En la amistad alcanzó los más altos quilates. Tuvo la habilidad única de ser amigo de familias completas a través de las generaciones, de los abuelos, a los padres, los hijos y los nietos. Y cuántos amigos cultivó a lo largo de sus estupendas siete décadas de vida fecunda. La sola noticia de su deceso ha repercutido ya entre quienes lo quieren y lo admiran en Asia, el Medio Oriente, Europa y los confines de América. Algunos amigos suyos han llegado del exterior para despedirse en persona. Ciertamente, estamos ante la personificación cabal de la verdad acuñada por el maestro Roberto Brenes Mesén: “Por encima del amor, la amistad, que es de oro más puro que el amor”.
Su corazón de oro fue entregado en su madurez y de forma total, al amor de su vida que es nuestra amada amiga Marta Eugenia Núñez Madriz. Pareja más perfecta es difícil de imaginar. En verdad, fueron hechos la una para el otro. Se casaron y han sido felices, muy felices, envidiablemente felices. Quienes acompañamos el velatorio, no dejamos de apreciar una preciosa orquídea blanca, colocada con primor por Marta para Manuel. Las orquídeas fueron las flores predilectas en su honda sensibilidad costarricense y las transformó en un símbolo de su amor marital. Al expresarle nuestro afecto y solidaridad, reafirmamos nuestra amistad inmarcesible para con la dignísima señora esposa que le sobrevive, por gracia de Dios.

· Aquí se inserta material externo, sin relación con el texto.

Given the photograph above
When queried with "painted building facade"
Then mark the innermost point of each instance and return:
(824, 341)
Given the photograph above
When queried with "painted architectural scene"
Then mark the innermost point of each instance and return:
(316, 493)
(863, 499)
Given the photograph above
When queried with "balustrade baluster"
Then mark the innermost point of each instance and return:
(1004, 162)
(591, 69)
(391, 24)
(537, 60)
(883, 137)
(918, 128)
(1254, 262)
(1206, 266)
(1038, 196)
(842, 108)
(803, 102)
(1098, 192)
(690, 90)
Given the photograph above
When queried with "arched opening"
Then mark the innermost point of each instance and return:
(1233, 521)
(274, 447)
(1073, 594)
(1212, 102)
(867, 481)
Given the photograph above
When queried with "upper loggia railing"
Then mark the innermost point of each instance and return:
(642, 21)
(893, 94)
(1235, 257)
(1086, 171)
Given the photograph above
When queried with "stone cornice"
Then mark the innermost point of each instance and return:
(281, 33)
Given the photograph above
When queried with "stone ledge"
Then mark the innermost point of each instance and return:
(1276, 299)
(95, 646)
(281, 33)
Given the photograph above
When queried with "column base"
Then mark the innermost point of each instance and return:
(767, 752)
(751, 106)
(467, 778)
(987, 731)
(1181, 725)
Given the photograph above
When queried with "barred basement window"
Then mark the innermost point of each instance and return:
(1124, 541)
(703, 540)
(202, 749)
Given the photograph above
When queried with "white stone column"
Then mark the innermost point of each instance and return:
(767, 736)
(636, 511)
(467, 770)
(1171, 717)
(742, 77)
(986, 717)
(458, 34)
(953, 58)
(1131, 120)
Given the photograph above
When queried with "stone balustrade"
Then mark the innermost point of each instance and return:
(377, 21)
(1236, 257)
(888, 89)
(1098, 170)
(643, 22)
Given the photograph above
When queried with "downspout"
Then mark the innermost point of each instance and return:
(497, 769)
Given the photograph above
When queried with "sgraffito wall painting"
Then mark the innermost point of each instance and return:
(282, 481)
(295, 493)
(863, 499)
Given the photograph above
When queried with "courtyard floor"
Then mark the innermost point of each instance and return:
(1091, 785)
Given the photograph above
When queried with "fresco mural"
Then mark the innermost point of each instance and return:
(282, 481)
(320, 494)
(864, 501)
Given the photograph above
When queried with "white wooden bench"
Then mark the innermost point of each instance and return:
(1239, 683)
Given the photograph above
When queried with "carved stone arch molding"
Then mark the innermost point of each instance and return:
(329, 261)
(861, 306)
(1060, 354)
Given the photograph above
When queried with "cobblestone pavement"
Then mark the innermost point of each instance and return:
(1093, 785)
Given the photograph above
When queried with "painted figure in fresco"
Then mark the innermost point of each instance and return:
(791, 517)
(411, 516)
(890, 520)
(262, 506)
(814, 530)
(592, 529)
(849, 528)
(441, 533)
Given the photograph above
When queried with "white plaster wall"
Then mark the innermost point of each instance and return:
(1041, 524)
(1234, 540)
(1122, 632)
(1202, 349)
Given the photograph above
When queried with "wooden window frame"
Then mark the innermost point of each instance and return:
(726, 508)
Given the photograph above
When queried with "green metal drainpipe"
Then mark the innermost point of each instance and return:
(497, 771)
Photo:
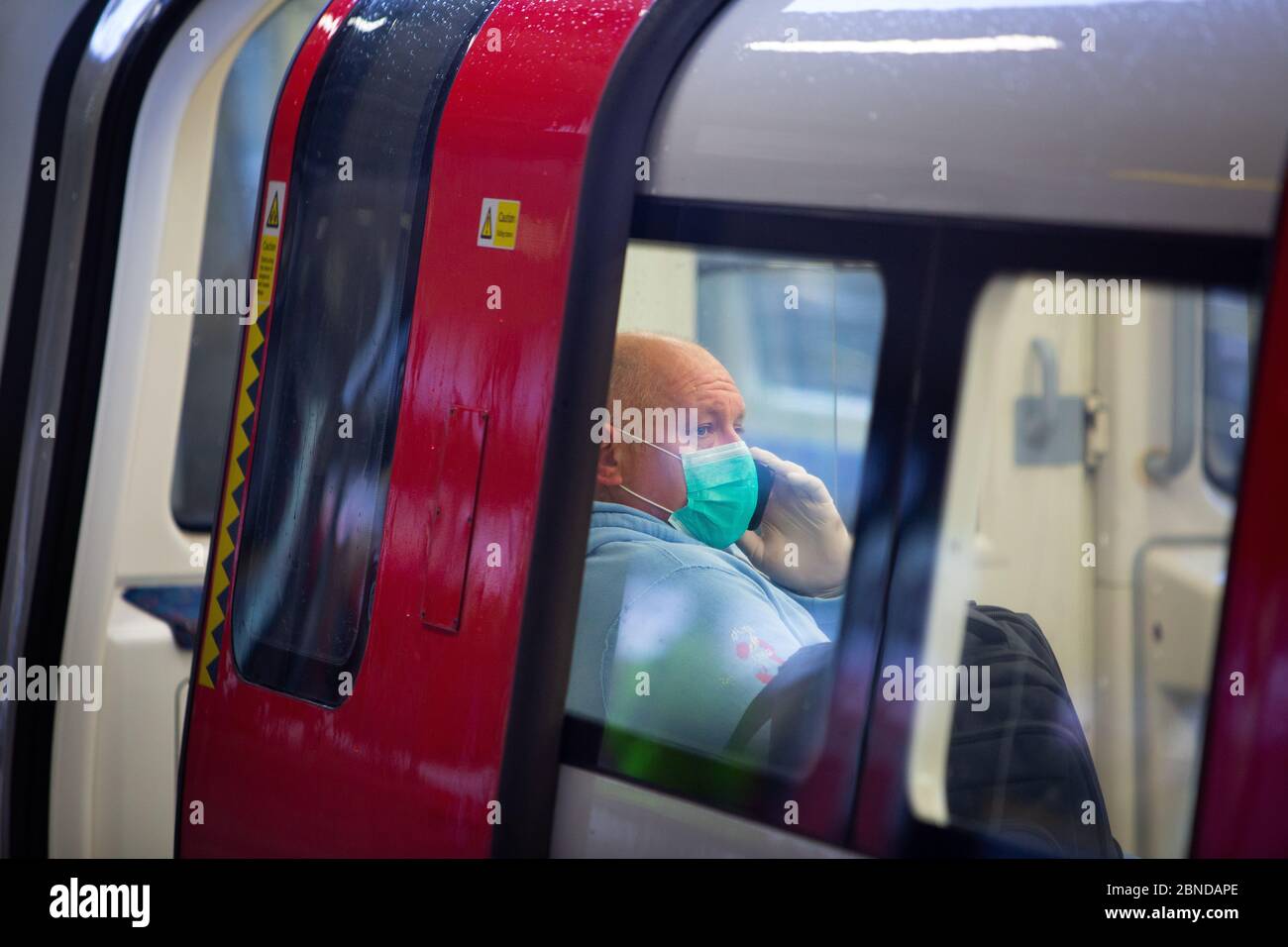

Con toda la ternura del mundo, abrazamos a sus hijos Ingrid y Patrick. Qué señor padre han tenido ustedes dos. Y qué abuelo tan chirote han disfrutado sus nietos. En el legado genético de su sangre, crecerá y fructificará su admirable estirpe.
Gracias imperecederas a doña María del Carmen Trigo Sáenz por haberle dado vida y haber criado a tan formidable hijo. En medio del dolor suyo, de sus hijas e hijos, y de toda su familia, tengan la certeza de que los amigos de Manuel estamos muy cerca de ustedes, embargados de una profunda gratitud por el don que se nos otorgó de compartir su gozo de vivir.
En fin, queridísimo Manuel, nos despedimos de vos con sentimientos encontrados de felicidad y tristeza. Deleite por todo cuanto compartimos durante tantos años de amistad fraterna. Aflicción por esta insensata separación, contraria a nuestros sentimientos y razones. Pronto volveremos a estar juntos, cuando nos llegue la hora inexorable del tránsito al más allá. Mientras nos reunimos de nuevo, cada día tendremos presente con nosotros tu ejemplo luminoso. “Y te quiero decir viejito, te quiero decir”: vivís arraigado en nuestros corazones.
Con fundamento en la fe que nos enseñaron nuestros padres y testigos sabedores de todo el bien que hiciste en este mundo, sin ninguna duda ya disfrutas de la vida eterna reservada a los justos en el Reino de los Cielos.
Hasta siempre Manuel, hermano del alma.
(Pensamientos escritos con los ojos velados por las lágrimas y
leídos a duras penas, con la bosa seca y un nudo acre en la garganta).